Historical IPE
Much of my research and teaching has been dedicated to reviving–and advancing–historical approaches to international political economy broadly construed–what is often called “Historical IPE.”
For my article on Keynes and the abandonment of the gold standard, I drafted a 15,000-word appendix of “extended citations” as a model for the Data Access and Research Transparency (DA-RT) initiative of the American Political Science Association. I subsequently organised an extended issue of the International History and Politics Newsletter discussing the challenges and opportunities brought by these initiatives. This material is taught and discussed at various methods training camps; and I have presented it to a number of PhD student colloquia in the UK, in Europe, and in the US.
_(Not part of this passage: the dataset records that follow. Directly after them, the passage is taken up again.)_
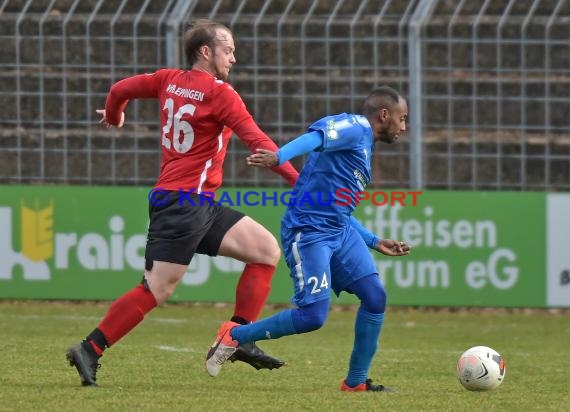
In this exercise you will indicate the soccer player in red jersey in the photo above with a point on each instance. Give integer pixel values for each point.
(199, 110)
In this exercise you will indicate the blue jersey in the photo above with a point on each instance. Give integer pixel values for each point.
(325, 193)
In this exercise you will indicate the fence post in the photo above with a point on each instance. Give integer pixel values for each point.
(421, 14)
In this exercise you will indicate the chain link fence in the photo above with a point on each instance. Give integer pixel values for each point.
(488, 84)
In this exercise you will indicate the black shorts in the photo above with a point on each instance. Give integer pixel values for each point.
(181, 227)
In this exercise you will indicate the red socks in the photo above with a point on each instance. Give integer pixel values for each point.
(252, 290)
(128, 311)
(125, 313)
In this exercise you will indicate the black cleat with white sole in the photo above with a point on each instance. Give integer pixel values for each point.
(86, 362)
(250, 353)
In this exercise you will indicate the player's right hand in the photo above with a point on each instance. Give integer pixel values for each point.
(263, 158)
(104, 119)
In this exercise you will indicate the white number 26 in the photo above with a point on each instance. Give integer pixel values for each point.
(183, 133)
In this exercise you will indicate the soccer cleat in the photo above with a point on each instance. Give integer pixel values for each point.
(252, 354)
(222, 348)
(364, 387)
(85, 361)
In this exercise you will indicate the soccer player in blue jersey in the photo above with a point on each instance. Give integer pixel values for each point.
(324, 245)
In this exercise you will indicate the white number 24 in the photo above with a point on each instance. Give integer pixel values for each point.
(183, 143)
(315, 282)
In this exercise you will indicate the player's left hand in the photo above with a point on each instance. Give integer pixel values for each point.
(263, 158)
(391, 247)
(104, 121)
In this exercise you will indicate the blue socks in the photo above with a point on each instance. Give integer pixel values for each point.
(287, 322)
(366, 333)
(273, 327)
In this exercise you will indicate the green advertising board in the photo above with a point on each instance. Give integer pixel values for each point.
(470, 248)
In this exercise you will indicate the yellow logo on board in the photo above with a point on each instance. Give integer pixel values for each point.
(37, 231)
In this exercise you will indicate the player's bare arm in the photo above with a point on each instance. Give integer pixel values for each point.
(263, 158)
(391, 247)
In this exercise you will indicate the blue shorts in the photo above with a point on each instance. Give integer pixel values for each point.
(321, 261)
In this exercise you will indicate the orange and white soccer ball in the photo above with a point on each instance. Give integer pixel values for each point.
(481, 368)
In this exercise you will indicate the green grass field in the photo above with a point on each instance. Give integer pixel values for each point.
(159, 367)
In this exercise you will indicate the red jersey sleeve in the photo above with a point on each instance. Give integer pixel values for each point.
(142, 86)
(235, 115)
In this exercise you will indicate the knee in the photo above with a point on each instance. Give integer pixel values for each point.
(161, 291)
(310, 319)
(273, 253)
(376, 301)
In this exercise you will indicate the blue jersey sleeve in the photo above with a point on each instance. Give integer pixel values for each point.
(299, 146)
(341, 132)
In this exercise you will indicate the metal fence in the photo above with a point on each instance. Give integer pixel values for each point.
(488, 84)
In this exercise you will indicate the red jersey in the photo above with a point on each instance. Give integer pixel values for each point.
(198, 113)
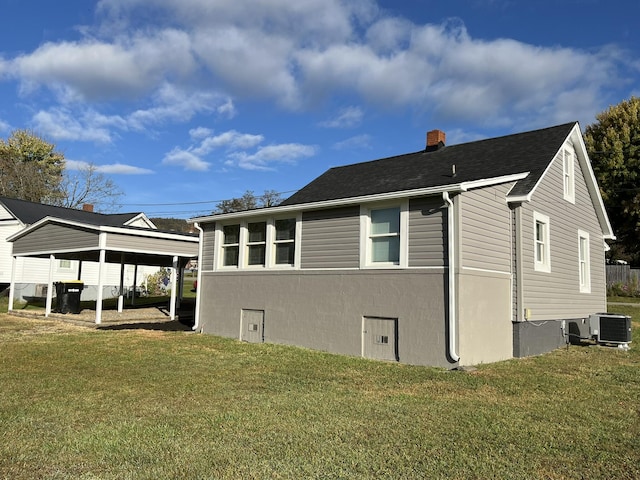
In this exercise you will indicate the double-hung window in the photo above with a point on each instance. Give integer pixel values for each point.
(264, 243)
(383, 236)
(230, 245)
(284, 242)
(256, 243)
(568, 177)
(584, 262)
(542, 250)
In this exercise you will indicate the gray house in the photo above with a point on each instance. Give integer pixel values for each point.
(452, 255)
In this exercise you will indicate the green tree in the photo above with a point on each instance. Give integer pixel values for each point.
(613, 144)
(249, 201)
(30, 168)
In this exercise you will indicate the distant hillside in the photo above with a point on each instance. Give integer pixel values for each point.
(172, 225)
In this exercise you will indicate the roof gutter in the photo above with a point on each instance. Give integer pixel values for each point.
(452, 279)
(341, 202)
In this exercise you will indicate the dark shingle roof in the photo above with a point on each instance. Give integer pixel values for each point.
(495, 157)
(30, 213)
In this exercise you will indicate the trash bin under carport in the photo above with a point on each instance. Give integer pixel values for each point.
(68, 296)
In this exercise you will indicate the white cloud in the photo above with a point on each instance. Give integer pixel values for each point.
(359, 141)
(92, 70)
(200, 133)
(264, 157)
(347, 118)
(185, 159)
(236, 147)
(232, 140)
(76, 122)
(180, 58)
(113, 169)
(61, 124)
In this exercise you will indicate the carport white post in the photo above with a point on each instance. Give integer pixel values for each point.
(196, 315)
(47, 310)
(12, 285)
(103, 254)
(174, 276)
(121, 290)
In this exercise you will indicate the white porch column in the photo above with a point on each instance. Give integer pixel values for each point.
(12, 285)
(174, 270)
(101, 270)
(52, 262)
(135, 284)
(121, 290)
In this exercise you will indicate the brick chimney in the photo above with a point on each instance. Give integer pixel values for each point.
(436, 139)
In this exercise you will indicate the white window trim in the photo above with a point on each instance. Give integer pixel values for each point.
(545, 265)
(61, 268)
(244, 244)
(585, 286)
(219, 247)
(568, 174)
(365, 230)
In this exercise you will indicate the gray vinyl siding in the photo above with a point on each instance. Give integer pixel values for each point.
(208, 246)
(52, 238)
(331, 238)
(427, 227)
(486, 229)
(116, 241)
(556, 295)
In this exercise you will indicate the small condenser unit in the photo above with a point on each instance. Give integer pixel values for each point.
(610, 328)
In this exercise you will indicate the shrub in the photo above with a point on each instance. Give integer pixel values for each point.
(158, 283)
(624, 289)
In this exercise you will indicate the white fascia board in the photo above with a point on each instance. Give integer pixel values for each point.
(592, 183)
(339, 202)
(457, 187)
(54, 252)
(101, 228)
(487, 182)
(30, 228)
(141, 216)
(144, 232)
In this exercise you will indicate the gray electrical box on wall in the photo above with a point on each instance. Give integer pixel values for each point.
(610, 328)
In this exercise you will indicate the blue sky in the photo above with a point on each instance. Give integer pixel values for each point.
(183, 103)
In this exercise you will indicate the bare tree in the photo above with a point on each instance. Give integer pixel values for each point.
(249, 201)
(88, 186)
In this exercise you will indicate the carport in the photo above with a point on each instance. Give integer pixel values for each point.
(55, 239)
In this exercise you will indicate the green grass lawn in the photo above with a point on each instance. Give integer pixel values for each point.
(135, 404)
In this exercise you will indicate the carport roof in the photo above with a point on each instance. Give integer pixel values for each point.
(29, 213)
(84, 241)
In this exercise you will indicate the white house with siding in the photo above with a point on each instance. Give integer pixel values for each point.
(449, 256)
(31, 274)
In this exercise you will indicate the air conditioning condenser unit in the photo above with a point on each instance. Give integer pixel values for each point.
(610, 328)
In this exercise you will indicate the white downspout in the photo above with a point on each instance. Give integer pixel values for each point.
(451, 252)
(196, 315)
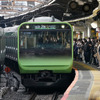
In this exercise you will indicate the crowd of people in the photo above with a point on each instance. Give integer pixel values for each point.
(87, 50)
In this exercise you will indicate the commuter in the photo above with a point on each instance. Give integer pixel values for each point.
(95, 52)
(79, 45)
(83, 59)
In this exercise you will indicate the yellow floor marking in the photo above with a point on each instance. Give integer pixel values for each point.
(95, 90)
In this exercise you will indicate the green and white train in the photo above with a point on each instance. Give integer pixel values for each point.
(42, 52)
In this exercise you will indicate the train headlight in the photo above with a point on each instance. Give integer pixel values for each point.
(27, 26)
(73, 5)
(62, 26)
(86, 7)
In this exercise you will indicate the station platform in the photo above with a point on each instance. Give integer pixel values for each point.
(86, 84)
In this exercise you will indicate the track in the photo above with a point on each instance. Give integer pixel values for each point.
(54, 96)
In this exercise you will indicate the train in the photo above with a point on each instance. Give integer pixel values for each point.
(42, 52)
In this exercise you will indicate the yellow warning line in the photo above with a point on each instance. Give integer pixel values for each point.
(95, 90)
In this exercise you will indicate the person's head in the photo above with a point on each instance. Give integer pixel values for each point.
(99, 40)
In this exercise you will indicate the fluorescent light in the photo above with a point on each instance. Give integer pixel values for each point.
(94, 24)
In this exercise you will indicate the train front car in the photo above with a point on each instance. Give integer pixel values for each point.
(45, 53)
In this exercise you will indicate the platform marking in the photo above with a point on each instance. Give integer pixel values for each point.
(65, 96)
(96, 82)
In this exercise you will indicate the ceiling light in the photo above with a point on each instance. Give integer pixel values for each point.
(73, 5)
(27, 26)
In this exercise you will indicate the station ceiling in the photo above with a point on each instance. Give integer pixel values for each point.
(64, 10)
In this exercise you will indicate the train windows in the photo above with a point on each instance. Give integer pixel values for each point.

I distilled the insights I have garnered from this work into a (forthcoming) chapter on “Historical Methods” in the Oxford Handbook of International Political Economy. This chapter highlights the pervasiveness of “historical IPE” across different epistemologies, ontologies, and traditions. This new way of viewing historical IPE builds common ground for conversations between groups of scholars around the world who rarely talk and initially appear to have little in common.
I have also written up some practical guidance (availabe via the links on the left of this page). I hope this will help students and scholars undertake this kind of research; and I hope it will also prove useful to any writer who simply wants to grapple more easily and more manageably with the “historical” aspects of their own work.
At the LSE, several like-minded colleagues and I convened a multi-disciplinary research group on “History and Theory” to grapple with both the practical and the epistemological questions that arise from doing historical work today. That group is currently on hiatus, unfortunately; but we hope to resume it soon.